The Royal Shakespeare Company is set to resume plays for live audiences in a specially constructed "Garden Theatre".
A performance area, designed to be Covid-safe, is due at Stratford-upon-Avon's Swan Gardens, a site overlooked by the main performance venue.
The RSC is to resume its live programme with The Comedy of Errors, which was postponed when venues closed amid the Covid-19 pandemic last year.
It has also announced a televised production of The Winter's Tale.
The BBC broadcast is planned for April.
The RSC closed its theatres on 17 March 2020 and has not been able to reopen since.
"These have and will continue to be challenging times, but we look forward with optimism," said RSC artistic director, Gregory Doran.

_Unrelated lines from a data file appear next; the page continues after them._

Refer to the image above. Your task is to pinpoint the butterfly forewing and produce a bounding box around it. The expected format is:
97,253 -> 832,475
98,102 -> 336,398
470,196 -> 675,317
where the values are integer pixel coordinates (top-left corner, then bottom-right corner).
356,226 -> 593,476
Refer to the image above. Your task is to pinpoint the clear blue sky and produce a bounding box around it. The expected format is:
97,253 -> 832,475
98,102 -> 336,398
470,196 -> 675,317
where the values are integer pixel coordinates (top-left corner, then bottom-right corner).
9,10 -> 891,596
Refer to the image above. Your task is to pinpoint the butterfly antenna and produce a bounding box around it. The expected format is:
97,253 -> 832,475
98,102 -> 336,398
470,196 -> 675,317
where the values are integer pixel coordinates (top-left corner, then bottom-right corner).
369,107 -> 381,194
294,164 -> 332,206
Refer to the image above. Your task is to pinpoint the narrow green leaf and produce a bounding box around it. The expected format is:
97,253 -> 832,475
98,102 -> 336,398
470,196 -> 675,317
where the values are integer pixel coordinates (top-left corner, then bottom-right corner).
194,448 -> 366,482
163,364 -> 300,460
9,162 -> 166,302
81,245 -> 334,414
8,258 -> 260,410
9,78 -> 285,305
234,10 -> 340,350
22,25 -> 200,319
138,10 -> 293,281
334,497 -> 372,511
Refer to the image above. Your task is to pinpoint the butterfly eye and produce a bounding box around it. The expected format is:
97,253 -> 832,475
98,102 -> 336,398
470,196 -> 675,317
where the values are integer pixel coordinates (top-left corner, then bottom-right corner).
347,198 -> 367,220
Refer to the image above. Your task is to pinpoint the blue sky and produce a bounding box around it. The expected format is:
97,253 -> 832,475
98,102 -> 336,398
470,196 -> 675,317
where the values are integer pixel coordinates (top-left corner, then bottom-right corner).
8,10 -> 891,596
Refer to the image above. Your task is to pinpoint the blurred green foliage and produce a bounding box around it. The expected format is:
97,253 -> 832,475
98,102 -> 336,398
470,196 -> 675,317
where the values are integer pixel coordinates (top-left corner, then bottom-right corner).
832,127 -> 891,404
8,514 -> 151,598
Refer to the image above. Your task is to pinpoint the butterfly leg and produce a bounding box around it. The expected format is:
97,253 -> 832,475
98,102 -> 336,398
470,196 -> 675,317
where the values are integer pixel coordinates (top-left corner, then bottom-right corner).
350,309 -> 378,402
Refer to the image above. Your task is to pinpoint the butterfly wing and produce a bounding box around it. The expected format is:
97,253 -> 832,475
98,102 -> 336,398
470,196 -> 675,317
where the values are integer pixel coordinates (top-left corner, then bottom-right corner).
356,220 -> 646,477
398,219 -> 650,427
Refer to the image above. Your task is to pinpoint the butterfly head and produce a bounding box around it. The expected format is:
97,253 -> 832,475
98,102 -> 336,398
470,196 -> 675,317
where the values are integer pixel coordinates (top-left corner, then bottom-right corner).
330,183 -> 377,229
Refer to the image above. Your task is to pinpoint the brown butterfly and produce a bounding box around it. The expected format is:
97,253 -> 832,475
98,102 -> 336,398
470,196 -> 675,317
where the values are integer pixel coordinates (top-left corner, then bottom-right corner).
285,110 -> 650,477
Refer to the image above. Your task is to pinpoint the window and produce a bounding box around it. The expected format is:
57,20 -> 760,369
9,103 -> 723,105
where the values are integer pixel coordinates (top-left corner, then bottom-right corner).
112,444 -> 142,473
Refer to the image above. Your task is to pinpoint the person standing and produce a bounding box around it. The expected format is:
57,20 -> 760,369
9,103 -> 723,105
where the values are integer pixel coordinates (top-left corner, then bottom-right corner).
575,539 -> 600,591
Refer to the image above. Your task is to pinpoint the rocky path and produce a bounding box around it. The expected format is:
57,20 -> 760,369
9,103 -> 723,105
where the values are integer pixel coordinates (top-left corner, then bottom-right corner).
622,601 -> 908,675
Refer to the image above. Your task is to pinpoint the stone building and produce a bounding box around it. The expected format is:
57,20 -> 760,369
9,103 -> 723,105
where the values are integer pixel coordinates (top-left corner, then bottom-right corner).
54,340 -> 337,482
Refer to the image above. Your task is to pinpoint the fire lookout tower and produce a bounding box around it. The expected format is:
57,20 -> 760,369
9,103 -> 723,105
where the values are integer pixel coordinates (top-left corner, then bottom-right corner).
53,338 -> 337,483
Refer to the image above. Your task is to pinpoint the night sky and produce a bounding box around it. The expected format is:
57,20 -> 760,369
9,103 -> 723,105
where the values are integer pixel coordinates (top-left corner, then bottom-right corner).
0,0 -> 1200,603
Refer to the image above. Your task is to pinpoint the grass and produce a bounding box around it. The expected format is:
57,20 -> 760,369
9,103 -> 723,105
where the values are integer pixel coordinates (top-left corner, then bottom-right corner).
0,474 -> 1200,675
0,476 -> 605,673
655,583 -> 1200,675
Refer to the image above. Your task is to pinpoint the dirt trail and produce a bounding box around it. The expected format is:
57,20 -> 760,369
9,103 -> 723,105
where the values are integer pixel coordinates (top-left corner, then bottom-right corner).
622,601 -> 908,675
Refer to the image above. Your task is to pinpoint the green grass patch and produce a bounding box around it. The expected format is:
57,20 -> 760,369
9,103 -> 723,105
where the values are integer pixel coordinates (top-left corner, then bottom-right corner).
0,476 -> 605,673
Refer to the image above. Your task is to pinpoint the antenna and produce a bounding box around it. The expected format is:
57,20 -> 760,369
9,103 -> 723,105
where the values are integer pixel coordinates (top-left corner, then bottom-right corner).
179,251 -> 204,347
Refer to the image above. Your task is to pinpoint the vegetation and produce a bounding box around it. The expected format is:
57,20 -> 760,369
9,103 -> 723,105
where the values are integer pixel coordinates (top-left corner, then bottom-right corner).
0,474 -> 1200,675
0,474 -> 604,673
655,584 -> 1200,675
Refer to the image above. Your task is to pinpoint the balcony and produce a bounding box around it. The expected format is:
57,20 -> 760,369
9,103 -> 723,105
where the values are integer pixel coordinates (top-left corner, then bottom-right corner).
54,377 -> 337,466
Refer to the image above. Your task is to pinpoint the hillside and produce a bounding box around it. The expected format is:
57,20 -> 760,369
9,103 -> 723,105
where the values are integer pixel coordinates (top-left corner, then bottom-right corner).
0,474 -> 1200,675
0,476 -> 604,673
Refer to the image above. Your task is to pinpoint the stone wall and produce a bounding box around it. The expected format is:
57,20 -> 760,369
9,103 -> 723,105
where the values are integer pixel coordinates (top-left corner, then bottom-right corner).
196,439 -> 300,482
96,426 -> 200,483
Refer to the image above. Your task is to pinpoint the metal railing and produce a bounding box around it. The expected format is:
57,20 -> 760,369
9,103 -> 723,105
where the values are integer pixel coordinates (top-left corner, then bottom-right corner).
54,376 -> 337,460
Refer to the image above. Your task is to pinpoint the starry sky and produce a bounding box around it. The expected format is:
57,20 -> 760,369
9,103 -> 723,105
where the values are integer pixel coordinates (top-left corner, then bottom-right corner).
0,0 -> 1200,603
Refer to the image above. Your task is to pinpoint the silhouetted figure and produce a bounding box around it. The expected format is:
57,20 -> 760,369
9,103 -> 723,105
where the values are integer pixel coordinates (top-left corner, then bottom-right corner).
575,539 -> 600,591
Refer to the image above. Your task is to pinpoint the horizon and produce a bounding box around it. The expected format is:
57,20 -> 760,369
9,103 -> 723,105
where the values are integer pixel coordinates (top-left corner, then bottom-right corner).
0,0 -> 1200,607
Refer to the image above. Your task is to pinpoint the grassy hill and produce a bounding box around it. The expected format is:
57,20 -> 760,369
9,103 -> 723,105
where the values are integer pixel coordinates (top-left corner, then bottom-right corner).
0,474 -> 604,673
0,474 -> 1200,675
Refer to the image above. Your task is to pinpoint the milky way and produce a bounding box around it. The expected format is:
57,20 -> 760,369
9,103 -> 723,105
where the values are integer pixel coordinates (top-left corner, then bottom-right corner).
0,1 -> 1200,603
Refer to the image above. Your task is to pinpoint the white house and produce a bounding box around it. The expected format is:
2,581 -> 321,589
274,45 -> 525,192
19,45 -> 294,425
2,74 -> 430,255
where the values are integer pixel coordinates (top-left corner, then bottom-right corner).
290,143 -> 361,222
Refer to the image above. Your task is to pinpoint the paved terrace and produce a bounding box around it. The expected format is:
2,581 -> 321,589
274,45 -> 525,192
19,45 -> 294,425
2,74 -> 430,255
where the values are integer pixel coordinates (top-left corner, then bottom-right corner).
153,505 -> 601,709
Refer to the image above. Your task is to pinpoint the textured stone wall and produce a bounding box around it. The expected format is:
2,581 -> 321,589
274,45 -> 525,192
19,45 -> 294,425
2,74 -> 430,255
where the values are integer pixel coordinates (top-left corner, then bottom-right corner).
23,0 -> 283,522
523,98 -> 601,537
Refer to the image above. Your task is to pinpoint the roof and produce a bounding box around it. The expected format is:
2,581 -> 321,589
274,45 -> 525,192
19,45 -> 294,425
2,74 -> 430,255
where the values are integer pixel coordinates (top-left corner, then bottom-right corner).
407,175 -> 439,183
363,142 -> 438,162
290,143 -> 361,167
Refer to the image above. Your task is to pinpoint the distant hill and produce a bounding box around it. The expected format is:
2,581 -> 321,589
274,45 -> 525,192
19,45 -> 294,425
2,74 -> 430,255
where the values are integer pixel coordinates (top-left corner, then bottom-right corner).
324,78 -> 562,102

"Our doors closed as The Winter's Tale and The Comedy of Errors were preparing to open.
"The outdoor theatre gives us the security that we can perform to good-sized audiences as we emerge from the pandemic."
The government announced last month plans for lifting lockdown, setting a reopening of outdoor theatres for 17 May at the earliest.
The open-air Comedy of Errors production is set to take place in the summer, with further details and programming due to be announced next month.
Stratford-upon-Avon has been hit hard by the coronavirus as so much of its economy relies on tourism.
"We will play our part in the recovery of our towns and cities and the wellbeing of our communities," Mr Doran said.
"And we cannot wait to welcome audiences back."
The Winter's Tale will retain its full original cast and has been re-rehearsed adhering to strict safety measures as well as being adapted for TV.
It is due to be broadcast on BBC Four in April around Shakespeare's birthday, although a transmission date is yet to be finalised.
The play's director, Erica Whyman, said The Winter's Tale, with its themes of family, truth and justice was "the most perfect play to be rehearsing as we begin to believe in recovery".
She said: "We have been working on this play for 15 months - with our own wide gaps - and we have learned so much about what the play means."